Some onlookers feel that the recent spate of activity indicates a broader shift in the tech markets. “To me, that’s a sign that the market’s bottomed out,” said Jim Heppell, president and CEO of Vancouver’s Catalyst Corporate Finance Lawyers.

Heppell said the involvement of venture capitalists and larger firms in recent deals indicates these professionals believe technology firms are fairly valued for investments or acquisitions.

“That usually occurs at the beginning of a turn in the market…and that’s where we’re at right now,” he said.

Last Tuesday, Forgent Networks, an Austin, Texas-based software company, announced the purchase of Network Simplicity for about US$3.5 million in cash.

James Dean, Network Simplicity’s president and CEO, declined to comment for this article.

Michael Noonan, Forgent’s director of investor relations, said Dean started Network Simplicity in 1994. The local company offers applications for the scheduling needs of small- to mid-sized businesses, whereas Forgent focuses on large enterprise customers.

“James is a great entrepreneur and has built a very nice company,” Noonan said. “We can bring some extra marketing muscle to the equation.”

Network Simplicity has about 10 employees, who will be retained. More hires could be on the way, Noonan said. Forgent has 95 staffers.

The local Network Simplicity office will also be maintained, and Dean becomes a Forgent vice-president.

A day earlier, two other deals were announced. Carmanah, the solar-powered LED lighting firm, bought Calgary’s AVVA Technologies Inc. in an all-share deal valued at about $3.9 million.

Art Aylesworth, Carmanah’s CEO, said his firm would gain from AVVA’s focus on LED signage.

“We sense there’s a lot of growth on top of the revenue that we bought,” Aylesworth added from Zurich, where he was meeting investors.

AVVA’s 25 staffers will boost Carmanah’s employee total to 80. Aylesworth said some positions would be shifted but there would not be layoffs.

The transaction marked Carmanah’s first acquisition in 2003. However, more buys could be on the horizon as the solar lighting space is populated by many small players.

Aylesworth said Carmanah’s rough plan is to make one acquisition per year.

Rounding out the activity was SCS Solars, which bought Portland’s Accovia USA for an undisclosed amount. The sale is based on a mix of cash, commissions and royalties.

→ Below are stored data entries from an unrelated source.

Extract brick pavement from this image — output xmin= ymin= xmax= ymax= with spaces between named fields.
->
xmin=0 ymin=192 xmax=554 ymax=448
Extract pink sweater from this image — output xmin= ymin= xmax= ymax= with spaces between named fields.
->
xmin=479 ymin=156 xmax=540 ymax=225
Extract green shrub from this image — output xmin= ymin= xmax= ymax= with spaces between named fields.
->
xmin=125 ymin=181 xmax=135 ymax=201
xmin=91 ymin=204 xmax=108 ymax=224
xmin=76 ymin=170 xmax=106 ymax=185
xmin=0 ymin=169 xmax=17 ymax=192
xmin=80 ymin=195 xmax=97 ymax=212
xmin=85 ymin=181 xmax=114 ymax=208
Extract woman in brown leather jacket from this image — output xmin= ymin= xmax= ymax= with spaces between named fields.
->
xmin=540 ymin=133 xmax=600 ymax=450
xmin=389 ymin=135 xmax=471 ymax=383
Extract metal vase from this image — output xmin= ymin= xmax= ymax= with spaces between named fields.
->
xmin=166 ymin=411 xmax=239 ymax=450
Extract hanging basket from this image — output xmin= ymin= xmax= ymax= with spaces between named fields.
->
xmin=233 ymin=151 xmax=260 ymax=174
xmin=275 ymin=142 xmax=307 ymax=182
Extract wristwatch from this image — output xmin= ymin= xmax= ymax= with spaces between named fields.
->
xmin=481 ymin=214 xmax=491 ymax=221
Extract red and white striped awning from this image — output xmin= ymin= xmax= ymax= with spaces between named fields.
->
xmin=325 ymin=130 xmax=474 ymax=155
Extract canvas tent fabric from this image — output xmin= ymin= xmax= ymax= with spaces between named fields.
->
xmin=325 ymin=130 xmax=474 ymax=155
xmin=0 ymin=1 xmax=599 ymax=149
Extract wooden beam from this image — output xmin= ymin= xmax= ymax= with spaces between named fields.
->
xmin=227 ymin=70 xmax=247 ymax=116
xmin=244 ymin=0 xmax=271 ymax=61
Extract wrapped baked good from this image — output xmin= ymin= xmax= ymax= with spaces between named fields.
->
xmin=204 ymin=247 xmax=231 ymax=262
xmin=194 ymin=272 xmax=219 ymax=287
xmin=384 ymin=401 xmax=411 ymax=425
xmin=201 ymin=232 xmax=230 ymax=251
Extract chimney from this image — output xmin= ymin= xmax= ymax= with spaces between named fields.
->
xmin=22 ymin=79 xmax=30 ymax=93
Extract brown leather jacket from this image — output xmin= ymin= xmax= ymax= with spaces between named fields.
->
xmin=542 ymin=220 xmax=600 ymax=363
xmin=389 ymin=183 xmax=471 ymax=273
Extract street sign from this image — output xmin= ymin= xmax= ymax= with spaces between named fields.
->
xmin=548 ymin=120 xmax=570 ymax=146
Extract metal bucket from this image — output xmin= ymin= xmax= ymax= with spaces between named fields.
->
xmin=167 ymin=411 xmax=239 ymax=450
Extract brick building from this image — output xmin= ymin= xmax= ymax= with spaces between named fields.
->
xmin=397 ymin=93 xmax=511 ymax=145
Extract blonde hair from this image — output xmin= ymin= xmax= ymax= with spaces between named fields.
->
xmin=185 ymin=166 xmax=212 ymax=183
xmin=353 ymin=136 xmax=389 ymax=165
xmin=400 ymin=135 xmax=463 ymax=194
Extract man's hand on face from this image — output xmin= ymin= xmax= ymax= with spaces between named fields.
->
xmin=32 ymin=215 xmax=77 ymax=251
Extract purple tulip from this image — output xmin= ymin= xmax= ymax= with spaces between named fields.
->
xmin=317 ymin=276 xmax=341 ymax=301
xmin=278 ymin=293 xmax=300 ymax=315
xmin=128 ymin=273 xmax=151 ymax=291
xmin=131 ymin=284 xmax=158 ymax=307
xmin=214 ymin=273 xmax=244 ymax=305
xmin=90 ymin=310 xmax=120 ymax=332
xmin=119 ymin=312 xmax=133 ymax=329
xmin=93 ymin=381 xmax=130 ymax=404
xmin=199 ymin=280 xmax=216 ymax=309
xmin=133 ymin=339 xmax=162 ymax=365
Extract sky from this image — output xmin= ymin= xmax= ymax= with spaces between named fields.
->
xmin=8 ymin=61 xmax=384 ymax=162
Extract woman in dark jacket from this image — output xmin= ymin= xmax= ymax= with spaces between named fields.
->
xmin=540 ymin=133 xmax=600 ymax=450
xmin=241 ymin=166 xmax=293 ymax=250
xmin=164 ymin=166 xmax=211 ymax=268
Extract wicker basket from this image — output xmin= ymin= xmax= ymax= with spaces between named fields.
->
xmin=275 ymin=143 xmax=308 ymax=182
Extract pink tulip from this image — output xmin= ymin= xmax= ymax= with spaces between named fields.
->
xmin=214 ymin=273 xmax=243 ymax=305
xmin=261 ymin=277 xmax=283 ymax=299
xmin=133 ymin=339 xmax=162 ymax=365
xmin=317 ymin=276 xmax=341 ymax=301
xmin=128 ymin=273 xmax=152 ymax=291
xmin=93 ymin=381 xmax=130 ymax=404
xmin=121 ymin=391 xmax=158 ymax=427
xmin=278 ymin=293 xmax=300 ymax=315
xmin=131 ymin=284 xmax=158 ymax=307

SCS offers applications for the travel industry. Accovia specializes in software for travel tour operators, and adds about 35 small- to mid-sized operators to SCS Solars’ client base.

“It gives us a footprint in the United States, which is one of our goals,” said Rick Ridding, SCS president and director.

Accovia’s eight employees join the 20 staffers at SCS, who are split between the Vancouver headquarters and Toronto, where the company’s development centre is based. Heppell said he couldn’t answer whether the latest flurry of deals is a precursor to more local transactions or a market “blip.”

However, he added that M&A work at the Catalyst law firm involving technology and life sciences companies had increased over the past 18 months.